Deployment flexibility covers Windows VMs, cloud, on-premise, and Citrix environments. One API call triggers a full desktop workflow. This matters because enterprise IT environments are complex. Some run on-prem. Some use Citrix for remote desktop delivery. Some are hybrid. Minicor works across all of them.
Built-in observability provides full video recordings of automation runs, Slack notifications, and detailed execution context. When something does go wrong, you can watch exactly what happened rather than debugging from error logs.
The healthcare focus is strategic. The company claims 25,000 patients per day running through their platform. Healthcare is the perfect market for this because EHR systems are mission-critical, resistant to API integration, and desperately in need of automation. SOC 2 Type II and HIPAA compliance are table stakes for healthcare software.
The founding team includes Faizaan Chishtie as CEO and Saheed Akinbile.
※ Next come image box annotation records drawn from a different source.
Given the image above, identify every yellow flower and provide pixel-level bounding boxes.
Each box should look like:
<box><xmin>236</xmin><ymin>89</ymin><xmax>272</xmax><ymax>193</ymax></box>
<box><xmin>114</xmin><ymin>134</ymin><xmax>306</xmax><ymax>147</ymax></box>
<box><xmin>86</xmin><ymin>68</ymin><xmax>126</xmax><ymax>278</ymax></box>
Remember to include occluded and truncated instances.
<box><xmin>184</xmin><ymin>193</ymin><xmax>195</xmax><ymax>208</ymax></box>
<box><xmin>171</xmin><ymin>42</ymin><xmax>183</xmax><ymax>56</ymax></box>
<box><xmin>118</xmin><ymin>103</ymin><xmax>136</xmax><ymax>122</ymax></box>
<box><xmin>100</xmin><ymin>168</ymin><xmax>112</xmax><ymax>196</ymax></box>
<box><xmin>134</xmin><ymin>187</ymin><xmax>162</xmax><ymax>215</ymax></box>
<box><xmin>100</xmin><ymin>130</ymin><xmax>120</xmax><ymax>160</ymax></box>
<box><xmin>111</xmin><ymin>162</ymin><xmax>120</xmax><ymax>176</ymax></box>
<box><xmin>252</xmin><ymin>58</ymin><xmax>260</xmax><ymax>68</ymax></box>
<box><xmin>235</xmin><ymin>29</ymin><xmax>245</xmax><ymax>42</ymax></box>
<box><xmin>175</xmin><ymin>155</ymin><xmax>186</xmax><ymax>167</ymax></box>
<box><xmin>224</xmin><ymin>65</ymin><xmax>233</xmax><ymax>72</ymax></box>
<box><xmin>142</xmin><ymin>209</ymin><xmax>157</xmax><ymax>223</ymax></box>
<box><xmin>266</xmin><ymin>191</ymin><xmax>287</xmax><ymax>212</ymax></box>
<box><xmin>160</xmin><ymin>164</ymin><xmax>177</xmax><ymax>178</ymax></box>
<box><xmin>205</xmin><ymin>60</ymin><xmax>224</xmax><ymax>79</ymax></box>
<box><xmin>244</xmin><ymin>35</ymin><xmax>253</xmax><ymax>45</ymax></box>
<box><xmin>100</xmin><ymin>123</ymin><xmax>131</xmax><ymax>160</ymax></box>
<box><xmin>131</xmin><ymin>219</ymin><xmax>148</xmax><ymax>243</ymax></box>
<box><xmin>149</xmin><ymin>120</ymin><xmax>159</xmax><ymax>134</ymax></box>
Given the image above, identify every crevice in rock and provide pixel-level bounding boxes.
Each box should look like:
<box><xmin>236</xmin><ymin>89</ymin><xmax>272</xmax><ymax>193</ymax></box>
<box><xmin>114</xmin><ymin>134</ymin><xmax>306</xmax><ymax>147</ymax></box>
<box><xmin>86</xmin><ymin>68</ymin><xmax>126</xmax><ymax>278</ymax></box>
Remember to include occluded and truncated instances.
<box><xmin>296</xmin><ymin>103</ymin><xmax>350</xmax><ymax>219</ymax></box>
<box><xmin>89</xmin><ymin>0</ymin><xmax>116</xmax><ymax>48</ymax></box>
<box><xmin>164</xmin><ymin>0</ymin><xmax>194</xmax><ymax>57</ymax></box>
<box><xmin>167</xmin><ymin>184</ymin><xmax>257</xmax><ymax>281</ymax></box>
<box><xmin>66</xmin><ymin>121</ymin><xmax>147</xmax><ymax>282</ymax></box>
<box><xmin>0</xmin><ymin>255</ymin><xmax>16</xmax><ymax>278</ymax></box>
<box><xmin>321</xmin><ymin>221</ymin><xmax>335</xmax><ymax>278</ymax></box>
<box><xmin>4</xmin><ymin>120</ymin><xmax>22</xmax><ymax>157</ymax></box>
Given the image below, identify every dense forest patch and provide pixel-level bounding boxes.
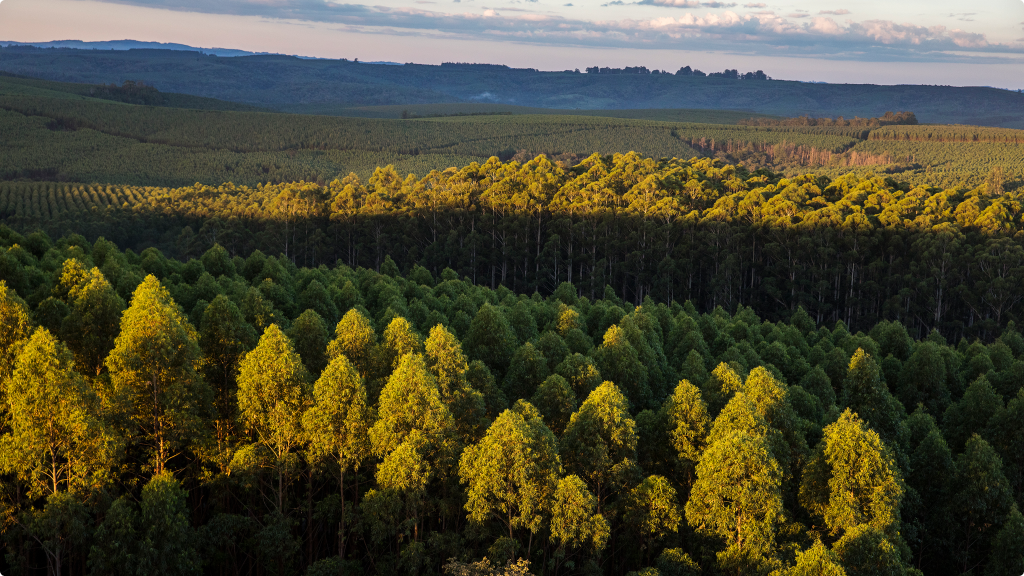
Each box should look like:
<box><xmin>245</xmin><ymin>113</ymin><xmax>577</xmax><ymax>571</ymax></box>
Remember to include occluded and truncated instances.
<box><xmin>0</xmin><ymin>154</ymin><xmax>1024</xmax><ymax>340</ymax></box>
<box><xmin>0</xmin><ymin>228</ymin><xmax>1024</xmax><ymax>576</ymax></box>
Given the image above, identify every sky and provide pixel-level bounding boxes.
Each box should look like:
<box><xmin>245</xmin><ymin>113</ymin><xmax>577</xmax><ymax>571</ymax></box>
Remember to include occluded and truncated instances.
<box><xmin>0</xmin><ymin>0</ymin><xmax>1024</xmax><ymax>89</ymax></box>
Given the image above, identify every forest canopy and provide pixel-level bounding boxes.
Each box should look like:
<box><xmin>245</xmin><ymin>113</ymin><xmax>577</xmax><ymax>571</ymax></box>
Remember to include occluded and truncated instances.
<box><xmin>0</xmin><ymin>229</ymin><xmax>1024</xmax><ymax>576</ymax></box>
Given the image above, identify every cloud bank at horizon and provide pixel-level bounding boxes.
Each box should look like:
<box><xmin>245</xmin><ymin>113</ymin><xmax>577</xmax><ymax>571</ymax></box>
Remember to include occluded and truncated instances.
<box><xmin>59</xmin><ymin>0</ymin><xmax>1024</xmax><ymax>63</ymax></box>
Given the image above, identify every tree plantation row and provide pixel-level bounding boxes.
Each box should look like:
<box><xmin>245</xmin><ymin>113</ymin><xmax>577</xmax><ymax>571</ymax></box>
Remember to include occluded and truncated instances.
<box><xmin>0</xmin><ymin>83</ymin><xmax>1024</xmax><ymax>188</ymax></box>
<box><xmin>0</xmin><ymin>228</ymin><xmax>1024</xmax><ymax>576</ymax></box>
<box><xmin>0</xmin><ymin>154</ymin><xmax>1024</xmax><ymax>341</ymax></box>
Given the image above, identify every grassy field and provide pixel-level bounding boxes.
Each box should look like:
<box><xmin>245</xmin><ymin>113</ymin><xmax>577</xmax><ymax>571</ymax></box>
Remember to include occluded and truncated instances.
<box><xmin>292</xmin><ymin>102</ymin><xmax>780</xmax><ymax>124</ymax></box>
<box><xmin>0</xmin><ymin>48</ymin><xmax>1024</xmax><ymax>128</ymax></box>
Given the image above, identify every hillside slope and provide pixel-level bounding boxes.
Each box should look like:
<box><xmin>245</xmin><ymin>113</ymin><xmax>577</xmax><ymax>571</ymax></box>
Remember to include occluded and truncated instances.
<box><xmin>0</xmin><ymin>47</ymin><xmax>1024</xmax><ymax>128</ymax></box>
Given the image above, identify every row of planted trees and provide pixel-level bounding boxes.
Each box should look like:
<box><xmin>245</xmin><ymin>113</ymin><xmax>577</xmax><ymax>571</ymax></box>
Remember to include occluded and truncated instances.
<box><xmin>0</xmin><ymin>231</ymin><xmax>1024</xmax><ymax>576</ymax></box>
<box><xmin>8</xmin><ymin>154</ymin><xmax>1024</xmax><ymax>339</ymax></box>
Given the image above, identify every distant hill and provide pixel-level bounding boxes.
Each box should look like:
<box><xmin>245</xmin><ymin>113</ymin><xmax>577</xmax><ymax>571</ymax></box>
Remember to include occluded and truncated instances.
<box><xmin>0</xmin><ymin>46</ymin><xmax>1024</xmax><ymax>128</ymax></box>
<box><xmin>0</xmin><ymin>40</ymin><xmax>269</xmax><ymax>57</ymax></box>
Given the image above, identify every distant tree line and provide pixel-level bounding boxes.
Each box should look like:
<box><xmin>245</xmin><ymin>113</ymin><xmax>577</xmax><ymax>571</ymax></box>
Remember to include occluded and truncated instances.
<box><xmin>89</xmin><ymin>80</ymin><xmax>165</xmax><ymax>106</ymax></box>
<box><xmin>0</xmin><ymin>152</ymin><xmax>1024</xmax><ymax>340</ymax></box>
<box><xmin>738</xmin><ymin>111</ymin><xmax>918</xmax><ymax>128</ymax></box>
<box><xmin>676</xmin><ymin>66</ymin><xmax>771</xmax><ymax>80</ymax></box>
<box><xmin>587</xmin><ymin>66</ymin><xmax>770</xmax><ymax>80</ymax></box>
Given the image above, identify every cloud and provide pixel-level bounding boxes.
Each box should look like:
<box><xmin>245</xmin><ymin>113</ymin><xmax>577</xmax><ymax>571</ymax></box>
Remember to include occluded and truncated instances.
<box><xmin>74</xmin><ymin>0</ymin><xmax>1024</xmax><ymax>63</ymax></box>
<box><xmin>633</xmin><ymin>0</ymin><xmax>736</xmax><ymax>8</ymax></box>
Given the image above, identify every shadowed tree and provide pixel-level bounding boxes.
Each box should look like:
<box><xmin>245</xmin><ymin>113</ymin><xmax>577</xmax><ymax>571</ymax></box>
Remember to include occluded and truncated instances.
<box><xmin>985</xmin><ymin>504</ymin><xmax>1024</xmax><ymax>576</ymax></box>
<box><xmin>327</xmin><ymin>308</ymin><xmax>377</xmax><ymax>382</ymax></box>
<box><xmin>950</xmin><ymin>435</ymin><xmax>1014</xmax><ymax>573</ymax></box>
<box><xmin>60</xmin><ymin>269</ymin><xmax>125</xmax><ymax>375</ymax></box>
<box><xmin>560</xmin><ymin>382</ymin><xmax>637</xmax><ymax>511</ymax></box>
<box><xmin>199</xmin><ymin>294</ymin><xmax>257</xmax><ymax>472</ymax></box>
<box><xmin>288</xmin><ymin>310</ymin><xmax>331</xmax><ymax>378</ymax></box>
<box><xmin>785</xmin><ymin>540</ymin><xmax>847</xmax><ymax>576</ymax></box>
<box><xmin>663</xmin><ymin>380</ymin><xmax>711</xmax><ymax>485</ymax></box>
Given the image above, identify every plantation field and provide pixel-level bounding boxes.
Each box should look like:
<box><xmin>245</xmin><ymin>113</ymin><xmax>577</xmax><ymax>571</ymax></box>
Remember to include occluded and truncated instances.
<box><xmin>8</xmin><ymin>47</ymin><xmax>1024</xmax><ymax>128</ymax></box>
<box><xmin>292</xmin><ymin>102</ymin><xmax>779</xmax><ymax>124</ymax></box>
<box><xmin>0</xmin><ymin>77</ymin><xmax>1024</xmax><ymax>188</ymax></box>
<box><xmin>0</xmin><ymin>73</ymin><xmax>260</xmax><ymax>111</ymax></box>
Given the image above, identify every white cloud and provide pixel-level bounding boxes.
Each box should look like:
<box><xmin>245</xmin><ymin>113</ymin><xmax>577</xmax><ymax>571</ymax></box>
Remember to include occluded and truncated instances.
<box><xmin>70</xmin><ymin>0</ymin><xmax>1024</xmax><ymax>61</ymax></box>
<box><xmin>635</xmin><ymin>0</ymin><xmax>736</xmax><ymax>8</ymax></box>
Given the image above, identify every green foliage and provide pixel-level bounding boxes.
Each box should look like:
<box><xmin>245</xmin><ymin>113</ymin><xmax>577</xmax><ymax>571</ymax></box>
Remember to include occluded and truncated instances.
<box><xmin>459</xmin><ymin>405</ymin><xmax>561</xmax><ymax>539</ymax></box>
<box><xmin>663</xmin><ymin>380</ymin><xmax>711</xmax><ymax>466</ymax></box>
<box><xmin>686</xmin><ymin>431</ymin><xmax>783</xmax><ymax>570</ymax></box>
<box><xmin>560</xmin><ymin>382</ymin><xmax>637</xmax><ymax>503</ymax></box>
<box><xmin>105</xmin><ymin>275</ymin><xmax>212</xmax><ymax>474</ymax></box>
<box><xmin>231</xmin><ymin>324</ymin><xmax>310</xmax><ymax>512</ymax></box>
<box><xmin>551</xmin><ymin>475</ymin><xmax>610</xmax><ymax>551</ymax></box>
<box><xmin>785</xmin><ymin>540</ymin><xmax>846</xmax><ymax>576</ymax></box>
<box><xmin>985</xmin><ymin>504</ymin><xmax>1024</xmax><ymax>576</ymax></box>
<box><xmin>0</xmin><ymin>328</ymin><xmax>118</xmax><ymax>498</ymax></box>
<box><xmin>800</xmin><ymin>410</ymin><xmax>904</xmax><ymax>537</ymax></box>
<box><xmin>530</xmin><ymin>374</ymin><xmax>577</xmax><ymax>436</ymax></box>
<box><xmin>0</xmin><ymin>233</ymin><xmax>1024</xmax><ymax>576</ymax></box>
<box><xmin>950</xmin><ymin>435</ymin><xmax>1014</xmax><ymax>572</ymax></box>
<box><xmin>833</xmin><ymin>524</ymin><xmax>906</xmax><ymax>576</ymax></box>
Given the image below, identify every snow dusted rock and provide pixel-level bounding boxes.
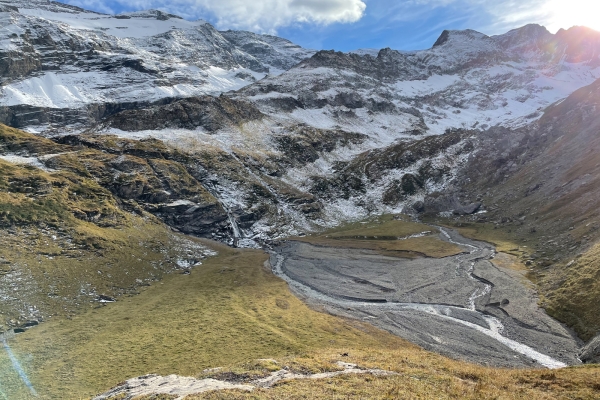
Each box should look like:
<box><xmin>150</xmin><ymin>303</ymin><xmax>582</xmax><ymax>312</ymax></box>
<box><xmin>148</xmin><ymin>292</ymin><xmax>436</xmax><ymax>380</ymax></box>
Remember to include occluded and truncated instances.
<box><xmin>579</xmin><ymin>335</ymin><xmax>600</xmax><ymax>364</ymax></box>
<box><xmin>0</xmin><ymin>0</ymin><xmax>314</xmax><ymax>127</ymax></box>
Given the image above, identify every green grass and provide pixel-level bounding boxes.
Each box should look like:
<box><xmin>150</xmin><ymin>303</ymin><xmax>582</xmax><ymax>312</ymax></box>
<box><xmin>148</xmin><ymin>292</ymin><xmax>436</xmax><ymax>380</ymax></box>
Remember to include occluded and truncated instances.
<box><xmin>0</xmin><ymin>242</ymin><xmax>414</xmax><ymax>399</ymax></box>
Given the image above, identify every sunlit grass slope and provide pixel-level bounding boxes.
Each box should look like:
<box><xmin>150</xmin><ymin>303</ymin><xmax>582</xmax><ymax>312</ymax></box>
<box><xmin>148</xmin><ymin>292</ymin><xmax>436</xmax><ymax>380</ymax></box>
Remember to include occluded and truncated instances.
<box><xmin>0</xmin><ymin>242</ymin><xmax>408</xmax><ymax>399</ymax></box>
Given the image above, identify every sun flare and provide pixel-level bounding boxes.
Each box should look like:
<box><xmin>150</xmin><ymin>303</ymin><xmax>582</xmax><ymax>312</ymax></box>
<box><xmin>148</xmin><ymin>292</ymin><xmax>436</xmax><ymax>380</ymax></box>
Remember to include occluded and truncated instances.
<box><xmin>543</xmin><ymin>0</ymin><xmax>600</xmax><ymax>32</ymax></box>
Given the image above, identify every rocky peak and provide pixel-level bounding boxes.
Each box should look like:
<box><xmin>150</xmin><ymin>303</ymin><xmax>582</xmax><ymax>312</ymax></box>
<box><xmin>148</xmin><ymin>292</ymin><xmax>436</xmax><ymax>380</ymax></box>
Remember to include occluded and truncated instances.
<box><xmin>115</xmin><ymin>10</ymin><xmax>183</xmax><ymax>21</ymax></box>
<box><xmin>433</xmin><ymin>29</ymin><xmax>490</xmax><ymax>47</ymax></box>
The go-to-market timeline of “zero to production in weeks” contrasts sharply with traditional RPA deployments that take 4+ months.
The onboarding process is elegant. Users record a video of a workflow. Minicor’s platform handles the automation generation from there. No programming required. No bot configuration. Just show the platform what you need done.
The Verdict
The legacy software automation problem is enormous and persistent. These systems will not be replaced anytime soon. The only option is to work with them, and Minicor is building the best way to do that.
At 30 days: how many different desktop applications has Minicor successfully automated, and what is the success rate across first-time runs? Breadth and reliability determine market applicability.
At 60 days: what is the maintenance overhead compared to traditional RPA? If self-healing genuinely reduces the need for bot maintenance, the total cost of ownership drops dramatically.
At 90 days: are customers expanding automation from one workflow to many? The land-and-expand motion is the growth strategy, and it works when the first automation proves reliable enough to justify the second.
I think Minicor is solving the right problem with the right technology. AI computer-use agents are a generational improvement over recorded-playback RPA. The healthcare focus gives them a defensible beachhead in a market that is both large and sticky. If the self-healing claims hold up at scale, Minicor will eat traditional RPA’s lunch.